Verkehrs-Schwerpunkteinsatz der Kreis Klever Polizei
Trotz winterlichen Wetters zahlreiche Verkehrsverstöße
KREIS KLEVE. Die Kreis Klever Polizei hat am Donnerstag, 29. Januar, in der Zeit von 6 bis 14 Uhr einen weiteren Schwerpunkteinsatz zur Bekämpfung schwerer Verkehrsunfälle durchgeführt. Bei winterlichem Wetter mit Temperaturen um den Gefrierpunkt und zeitweisem Schneefall mussten dennoch zahlreiche Verkehrsverstöße geahndet werden. Unter anderem wurden in Kalkar, Kevelaer, Geldern und Kleve Kontrollstellen eingerichtet. Dabei wurden unter anderem 126 Geschwindigkeitsverstöße, davon zwölf im Bußgeldbereich, sieben sogenannte Handy-Verstöße, 15 Verstöße gegen Vorfahrt- oder Vorrangregeln, 18 Gurtverstöße und acht Feststellungen in Sachen Ladungssicherung festgestellt, dazu wurden 18 Verwarnungsgelder wegen defekter oder verdeckter Beleuchtung sowie 18 weitere Verwarnungsgelder aufgrund der Feststellung sonstiger Verstöße verhängt.
Neben einer Blutprobe aufgrund des Verdachtes von vorherigem Konsum von Betäubungsmitteln bei einem 24-jährigen Mann aus Issum wurde bei einem Lkw festgestellt, dass dessen Kennzeichen international zur Fahndung ausgeschrieben waren. Sie wurden sichergestellt, die Weiterfahrt untersagt.
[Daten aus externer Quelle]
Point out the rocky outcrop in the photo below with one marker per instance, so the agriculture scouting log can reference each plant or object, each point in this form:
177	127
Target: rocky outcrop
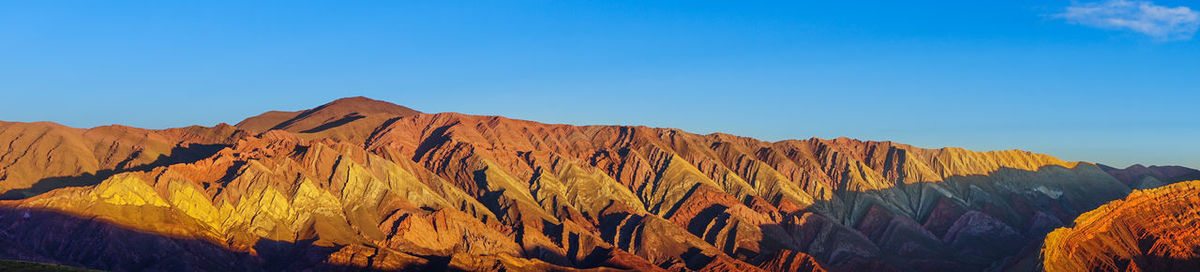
1145	177
367	183
1150	230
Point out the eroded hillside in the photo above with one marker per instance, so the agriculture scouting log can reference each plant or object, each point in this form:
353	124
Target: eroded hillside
366	183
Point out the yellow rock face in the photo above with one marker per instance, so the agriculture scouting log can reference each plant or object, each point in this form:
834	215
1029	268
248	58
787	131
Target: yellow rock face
366	183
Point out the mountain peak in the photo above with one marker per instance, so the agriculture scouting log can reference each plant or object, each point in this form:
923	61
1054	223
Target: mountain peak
365	106
341	110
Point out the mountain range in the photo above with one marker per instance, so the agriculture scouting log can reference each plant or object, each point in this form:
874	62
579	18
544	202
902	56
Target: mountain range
360	185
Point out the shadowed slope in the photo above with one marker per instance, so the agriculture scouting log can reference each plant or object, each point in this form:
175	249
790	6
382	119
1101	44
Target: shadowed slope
491	192
325	116
49	156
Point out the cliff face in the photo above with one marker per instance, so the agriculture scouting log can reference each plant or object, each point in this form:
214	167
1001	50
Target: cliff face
1150	230
367	183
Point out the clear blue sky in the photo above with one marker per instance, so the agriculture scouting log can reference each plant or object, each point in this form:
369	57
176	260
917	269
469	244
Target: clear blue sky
1051	77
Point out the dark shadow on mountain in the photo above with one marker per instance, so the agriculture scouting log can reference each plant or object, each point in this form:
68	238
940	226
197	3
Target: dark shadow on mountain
180	153
339	122
55	237
995	222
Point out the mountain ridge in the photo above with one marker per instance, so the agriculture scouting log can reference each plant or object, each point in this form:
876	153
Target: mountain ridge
385	179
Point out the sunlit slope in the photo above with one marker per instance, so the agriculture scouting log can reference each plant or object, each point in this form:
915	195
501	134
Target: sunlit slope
1150	230
387	187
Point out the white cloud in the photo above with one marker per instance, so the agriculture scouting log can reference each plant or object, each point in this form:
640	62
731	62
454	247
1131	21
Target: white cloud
1144	17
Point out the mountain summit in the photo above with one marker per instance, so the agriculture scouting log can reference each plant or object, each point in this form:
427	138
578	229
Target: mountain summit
366	185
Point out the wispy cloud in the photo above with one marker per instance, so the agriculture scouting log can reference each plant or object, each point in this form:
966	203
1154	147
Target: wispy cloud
1144	17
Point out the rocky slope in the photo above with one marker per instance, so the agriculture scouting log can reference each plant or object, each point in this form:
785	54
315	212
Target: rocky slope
1144	177
1150	230
361	183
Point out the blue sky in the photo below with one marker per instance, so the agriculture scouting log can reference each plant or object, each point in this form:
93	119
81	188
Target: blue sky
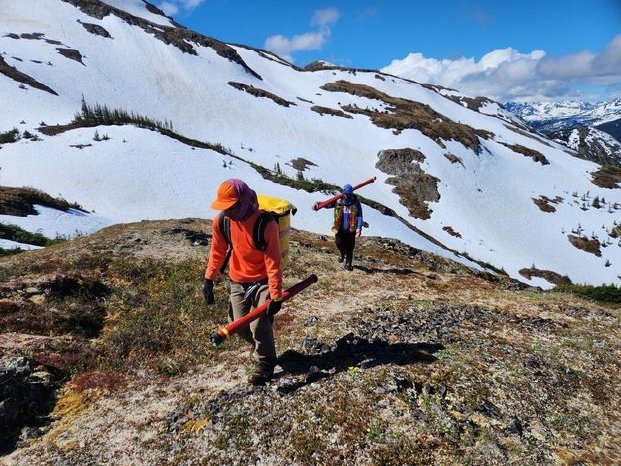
570	48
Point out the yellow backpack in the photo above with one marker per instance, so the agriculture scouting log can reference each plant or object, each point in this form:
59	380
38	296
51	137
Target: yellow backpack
281	210
272	208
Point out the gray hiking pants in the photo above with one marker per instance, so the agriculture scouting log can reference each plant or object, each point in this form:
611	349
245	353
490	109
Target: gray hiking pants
259	333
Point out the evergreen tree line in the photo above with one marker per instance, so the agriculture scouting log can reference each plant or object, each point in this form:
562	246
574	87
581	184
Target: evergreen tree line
102	115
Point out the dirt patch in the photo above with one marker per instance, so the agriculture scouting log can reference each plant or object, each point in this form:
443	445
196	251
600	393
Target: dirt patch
415	191
179	37
257	92
544	203
400	161
473	103
533	154
27	392
589	245
13	73
72	54
301	163
451	231
330	111
403	114
414	187
96	29
607	177
20	202
549	275
453	158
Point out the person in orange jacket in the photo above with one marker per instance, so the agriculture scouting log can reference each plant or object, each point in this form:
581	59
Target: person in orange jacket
255	275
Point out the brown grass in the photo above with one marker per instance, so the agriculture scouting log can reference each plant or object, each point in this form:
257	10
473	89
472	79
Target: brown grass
589	245
20	201
13	73
330	111
607	177
407	114
544	202
549	275
533	154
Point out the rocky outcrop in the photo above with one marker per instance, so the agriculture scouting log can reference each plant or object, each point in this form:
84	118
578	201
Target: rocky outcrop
16	75
414	187
26	398
96	29
177	36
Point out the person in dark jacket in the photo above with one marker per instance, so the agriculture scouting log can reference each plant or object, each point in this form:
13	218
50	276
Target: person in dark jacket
347	224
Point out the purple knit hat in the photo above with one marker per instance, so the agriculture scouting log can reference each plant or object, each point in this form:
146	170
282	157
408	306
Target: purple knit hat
248	202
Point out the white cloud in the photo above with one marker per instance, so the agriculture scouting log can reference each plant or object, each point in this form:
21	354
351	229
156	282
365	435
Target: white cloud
325	17
285	46
169	8
172	7
507	74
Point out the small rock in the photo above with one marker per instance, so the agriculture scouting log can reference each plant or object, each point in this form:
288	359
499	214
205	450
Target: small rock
314	374
515	427
312	320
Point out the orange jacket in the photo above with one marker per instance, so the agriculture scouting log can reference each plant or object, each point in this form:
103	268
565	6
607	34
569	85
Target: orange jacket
247	263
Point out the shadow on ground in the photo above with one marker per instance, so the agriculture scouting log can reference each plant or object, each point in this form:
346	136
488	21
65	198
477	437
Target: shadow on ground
351	351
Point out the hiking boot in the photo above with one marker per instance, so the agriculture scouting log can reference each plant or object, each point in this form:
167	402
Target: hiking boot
259	377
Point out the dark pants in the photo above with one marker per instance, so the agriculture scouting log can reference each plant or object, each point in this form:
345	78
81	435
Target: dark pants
346	241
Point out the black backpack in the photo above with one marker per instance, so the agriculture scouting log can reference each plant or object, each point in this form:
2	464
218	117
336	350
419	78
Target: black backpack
258	233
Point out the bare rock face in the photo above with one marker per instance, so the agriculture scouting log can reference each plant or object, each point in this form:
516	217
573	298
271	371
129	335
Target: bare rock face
96	29
400	161
26	398
414	187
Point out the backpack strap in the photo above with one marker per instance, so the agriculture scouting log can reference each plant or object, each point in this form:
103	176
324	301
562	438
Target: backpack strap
258	233
224	225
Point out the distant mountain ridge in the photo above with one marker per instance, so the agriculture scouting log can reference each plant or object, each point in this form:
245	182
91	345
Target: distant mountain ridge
560	115
147	117
591	129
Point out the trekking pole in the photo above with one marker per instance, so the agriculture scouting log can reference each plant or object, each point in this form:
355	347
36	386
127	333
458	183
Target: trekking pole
235	326
320	205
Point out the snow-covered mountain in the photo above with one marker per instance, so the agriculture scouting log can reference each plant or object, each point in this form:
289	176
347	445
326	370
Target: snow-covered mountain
591	144
570	114
454	174
593	130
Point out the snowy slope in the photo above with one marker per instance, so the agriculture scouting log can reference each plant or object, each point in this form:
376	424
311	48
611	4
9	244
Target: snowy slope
139	174
554	116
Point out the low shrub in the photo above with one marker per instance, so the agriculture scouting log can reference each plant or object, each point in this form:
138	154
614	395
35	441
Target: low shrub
603	293
9	136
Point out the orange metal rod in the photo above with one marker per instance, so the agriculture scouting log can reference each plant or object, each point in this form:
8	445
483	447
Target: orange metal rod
235	326
321	205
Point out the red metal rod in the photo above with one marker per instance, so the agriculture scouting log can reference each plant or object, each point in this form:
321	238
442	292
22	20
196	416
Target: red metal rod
235	326
321	205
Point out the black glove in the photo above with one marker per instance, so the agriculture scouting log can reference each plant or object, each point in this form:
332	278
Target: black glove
274	307
208	291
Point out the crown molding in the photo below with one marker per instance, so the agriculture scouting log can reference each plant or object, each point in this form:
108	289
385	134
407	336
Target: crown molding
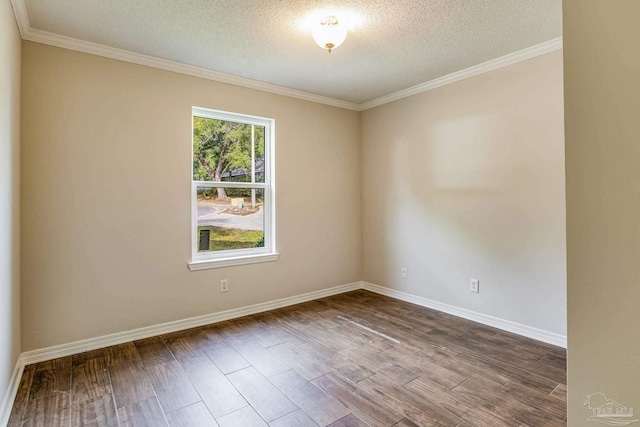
494	64
22	17
71	43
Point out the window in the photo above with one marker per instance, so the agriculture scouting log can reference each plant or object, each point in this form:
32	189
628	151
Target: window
232	193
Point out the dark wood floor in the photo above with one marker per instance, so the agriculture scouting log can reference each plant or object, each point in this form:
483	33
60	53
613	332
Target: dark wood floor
355	359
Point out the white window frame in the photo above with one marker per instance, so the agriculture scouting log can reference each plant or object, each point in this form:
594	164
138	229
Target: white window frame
227	258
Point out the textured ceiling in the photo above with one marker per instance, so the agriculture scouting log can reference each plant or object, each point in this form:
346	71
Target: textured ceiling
390	46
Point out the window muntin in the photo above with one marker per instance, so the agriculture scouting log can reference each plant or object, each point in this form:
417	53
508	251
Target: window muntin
232	188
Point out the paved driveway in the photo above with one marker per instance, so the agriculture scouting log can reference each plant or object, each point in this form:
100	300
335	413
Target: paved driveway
211	214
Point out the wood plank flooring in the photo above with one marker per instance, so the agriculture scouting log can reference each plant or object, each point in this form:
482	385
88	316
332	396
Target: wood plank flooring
355	359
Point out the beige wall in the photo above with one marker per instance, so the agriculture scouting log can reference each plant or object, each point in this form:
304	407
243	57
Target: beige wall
106	156
602	93
467	181
9	196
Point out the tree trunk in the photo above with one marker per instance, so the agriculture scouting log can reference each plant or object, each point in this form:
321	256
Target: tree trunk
215	175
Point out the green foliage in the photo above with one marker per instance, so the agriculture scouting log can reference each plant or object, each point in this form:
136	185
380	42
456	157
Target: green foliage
221	146
232	238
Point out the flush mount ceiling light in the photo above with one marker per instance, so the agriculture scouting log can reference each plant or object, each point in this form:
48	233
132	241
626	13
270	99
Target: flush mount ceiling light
329	34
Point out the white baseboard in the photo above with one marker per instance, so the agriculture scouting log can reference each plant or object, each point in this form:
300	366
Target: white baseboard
63	350
40	355
12	391
505	325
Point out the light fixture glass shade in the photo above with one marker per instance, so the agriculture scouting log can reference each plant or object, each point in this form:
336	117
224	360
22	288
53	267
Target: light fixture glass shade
329	33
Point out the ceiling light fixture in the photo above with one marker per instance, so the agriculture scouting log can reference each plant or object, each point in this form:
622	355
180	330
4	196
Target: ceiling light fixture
329	34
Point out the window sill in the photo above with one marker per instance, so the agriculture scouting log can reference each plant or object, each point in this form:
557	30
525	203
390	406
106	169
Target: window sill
229	262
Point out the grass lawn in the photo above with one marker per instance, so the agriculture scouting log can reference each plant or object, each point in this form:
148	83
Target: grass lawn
230	238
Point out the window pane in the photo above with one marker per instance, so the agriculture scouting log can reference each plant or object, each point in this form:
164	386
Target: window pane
259	156
227	151
229	218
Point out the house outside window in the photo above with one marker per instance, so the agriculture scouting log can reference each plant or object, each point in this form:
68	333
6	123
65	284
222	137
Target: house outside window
232	192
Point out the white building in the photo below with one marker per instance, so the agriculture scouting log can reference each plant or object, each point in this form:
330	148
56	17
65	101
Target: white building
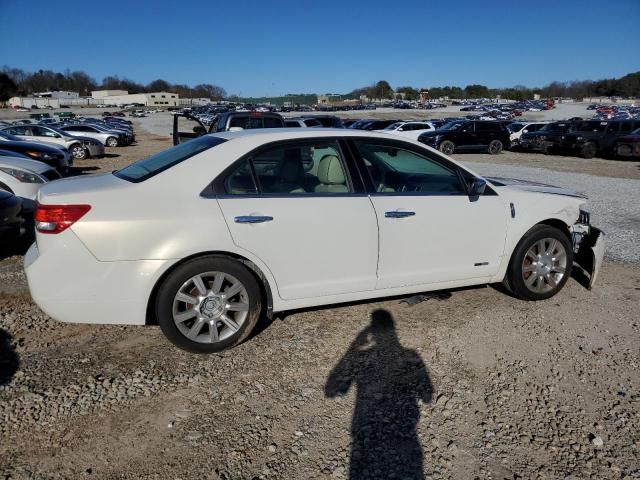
122	97
57	94
107	93
30	102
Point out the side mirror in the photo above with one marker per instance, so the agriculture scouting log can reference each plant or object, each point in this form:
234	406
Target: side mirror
477	187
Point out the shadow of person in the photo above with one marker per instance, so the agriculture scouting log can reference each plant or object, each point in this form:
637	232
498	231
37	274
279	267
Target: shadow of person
390	380
8	358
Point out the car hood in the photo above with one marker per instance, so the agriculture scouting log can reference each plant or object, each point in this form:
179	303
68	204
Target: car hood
629	138
528	186
37	146
25	164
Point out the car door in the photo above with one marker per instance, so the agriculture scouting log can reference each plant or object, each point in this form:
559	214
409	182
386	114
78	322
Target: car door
43	134
430	230
465	135
296	206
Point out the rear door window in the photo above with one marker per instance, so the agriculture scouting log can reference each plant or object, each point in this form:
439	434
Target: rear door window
394	169
155	164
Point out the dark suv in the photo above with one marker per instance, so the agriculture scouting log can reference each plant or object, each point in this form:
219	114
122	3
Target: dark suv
224	122
547	138
594	137
468	135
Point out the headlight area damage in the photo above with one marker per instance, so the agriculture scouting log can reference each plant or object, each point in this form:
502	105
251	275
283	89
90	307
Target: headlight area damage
588	247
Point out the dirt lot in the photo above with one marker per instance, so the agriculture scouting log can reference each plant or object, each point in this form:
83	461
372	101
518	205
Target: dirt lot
463	384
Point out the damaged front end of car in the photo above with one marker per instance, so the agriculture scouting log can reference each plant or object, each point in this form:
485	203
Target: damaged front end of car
588	247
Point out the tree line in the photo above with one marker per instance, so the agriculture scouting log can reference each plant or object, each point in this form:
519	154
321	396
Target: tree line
627	86
17	82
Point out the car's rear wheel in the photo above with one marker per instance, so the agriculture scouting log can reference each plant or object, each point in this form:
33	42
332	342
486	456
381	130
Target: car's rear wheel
447	147
208	304
78	151
540	264
589	150
495	147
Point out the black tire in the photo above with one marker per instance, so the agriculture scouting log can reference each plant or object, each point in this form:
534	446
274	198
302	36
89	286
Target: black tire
447	147
495	147
515	277
176	279
589	150
78	151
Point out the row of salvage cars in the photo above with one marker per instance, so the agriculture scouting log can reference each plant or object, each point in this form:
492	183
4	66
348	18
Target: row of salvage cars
32	155
207	237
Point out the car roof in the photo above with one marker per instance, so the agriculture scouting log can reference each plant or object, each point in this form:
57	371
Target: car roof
275	134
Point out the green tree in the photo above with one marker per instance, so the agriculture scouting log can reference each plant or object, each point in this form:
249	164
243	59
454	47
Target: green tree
410	93
8	87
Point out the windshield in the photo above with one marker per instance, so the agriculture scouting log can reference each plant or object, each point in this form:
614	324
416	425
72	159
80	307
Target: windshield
592	127
451	126
515	127
8	136
147	168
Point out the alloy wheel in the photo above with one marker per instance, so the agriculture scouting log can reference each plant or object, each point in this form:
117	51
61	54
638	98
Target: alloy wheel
544	265
210	307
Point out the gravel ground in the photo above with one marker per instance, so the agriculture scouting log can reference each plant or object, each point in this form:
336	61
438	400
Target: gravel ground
463	384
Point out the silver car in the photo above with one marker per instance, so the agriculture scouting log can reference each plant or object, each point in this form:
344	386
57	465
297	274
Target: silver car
79	147
109	139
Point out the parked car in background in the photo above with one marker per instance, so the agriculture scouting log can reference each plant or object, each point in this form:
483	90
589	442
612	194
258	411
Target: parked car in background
391	218
491	136
329	121
628	145
411	129
79	147
59	159
109	139
226	121
24	177
546	138
517	129
302	122
12	221
372	124
594	137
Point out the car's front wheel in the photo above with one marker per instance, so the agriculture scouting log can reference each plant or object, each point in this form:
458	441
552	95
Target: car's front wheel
447	147
78	151
540	264
589	150
495	147
208	304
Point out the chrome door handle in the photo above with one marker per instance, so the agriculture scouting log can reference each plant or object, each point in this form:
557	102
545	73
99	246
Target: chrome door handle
398	214
252	219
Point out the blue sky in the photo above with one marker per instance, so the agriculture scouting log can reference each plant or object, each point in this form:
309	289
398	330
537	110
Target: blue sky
273	47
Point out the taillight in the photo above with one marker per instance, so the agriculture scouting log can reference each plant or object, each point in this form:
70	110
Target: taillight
57	218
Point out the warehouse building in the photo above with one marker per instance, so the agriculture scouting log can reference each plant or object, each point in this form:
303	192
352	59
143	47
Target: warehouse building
60	95
122	97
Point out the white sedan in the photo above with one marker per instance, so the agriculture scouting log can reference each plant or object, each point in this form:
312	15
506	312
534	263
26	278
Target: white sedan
24	177
410	130
207	236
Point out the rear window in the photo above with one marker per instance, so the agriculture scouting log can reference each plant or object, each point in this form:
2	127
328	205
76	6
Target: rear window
147	168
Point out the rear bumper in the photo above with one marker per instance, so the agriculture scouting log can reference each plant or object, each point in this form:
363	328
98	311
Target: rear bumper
590	253
70	285
95	150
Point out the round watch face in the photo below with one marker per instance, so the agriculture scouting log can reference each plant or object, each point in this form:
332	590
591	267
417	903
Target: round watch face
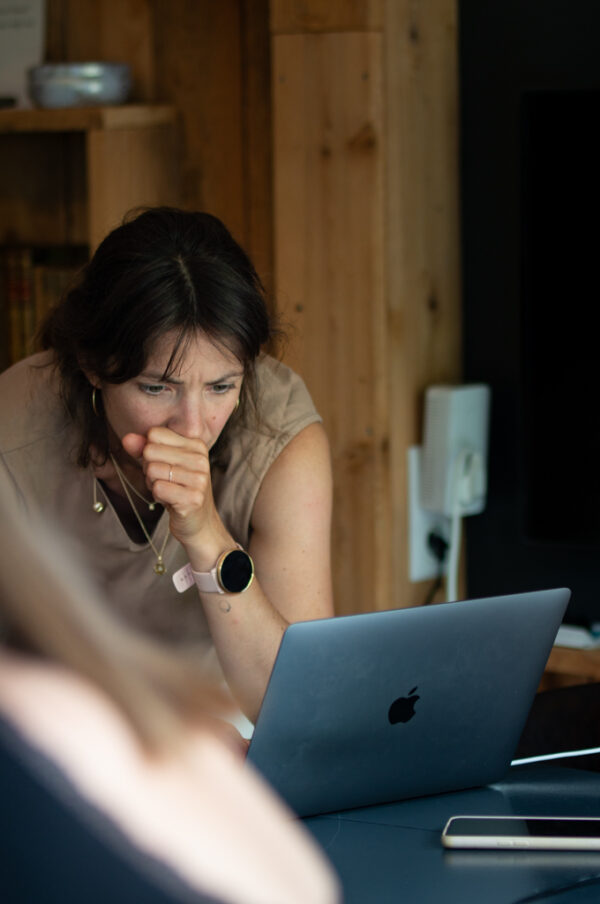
235	572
Ein Fahrer eines Kleinkraftrades verfügte nicht über die erforderliche Fahrerlaubnis, daher musste gegen ihn sowie den Halter des Fahrzeuges jeweils eine Strafanzeige geschrieben werden. In zwei Fällen wurden Kinder ungesichert im Fahrzeug befördert, was die Fertigung einer Ordnungswidrigkeitenanzeige zur Folge hatte. Neun Pkw-Führer fuhren in der Dunkelheit trotz erheblicher Sichtbehinderung durch Schnee auf den Scheiben oder auf der Beleuchtung ihrer Fahrzeuge. Die Polizei weist noch einmal ausdrücklich darauf hin, dass die Fahrzeugscheiben vor Antritt der Fahrt von Schnee und Eis zu befreien sind, das Gleiche gilt für sämtliche Beleuchtungseinrichtungen am Fahrzeug. Die Polizei im Kreis Kleve wird auch weiterhin, neben den Kontrollen im täglichen Dienst, solche Schwerpunkteinsätze durchführen, um die Zahl der schweren und schwersten Verkehrsunfälle zu senken.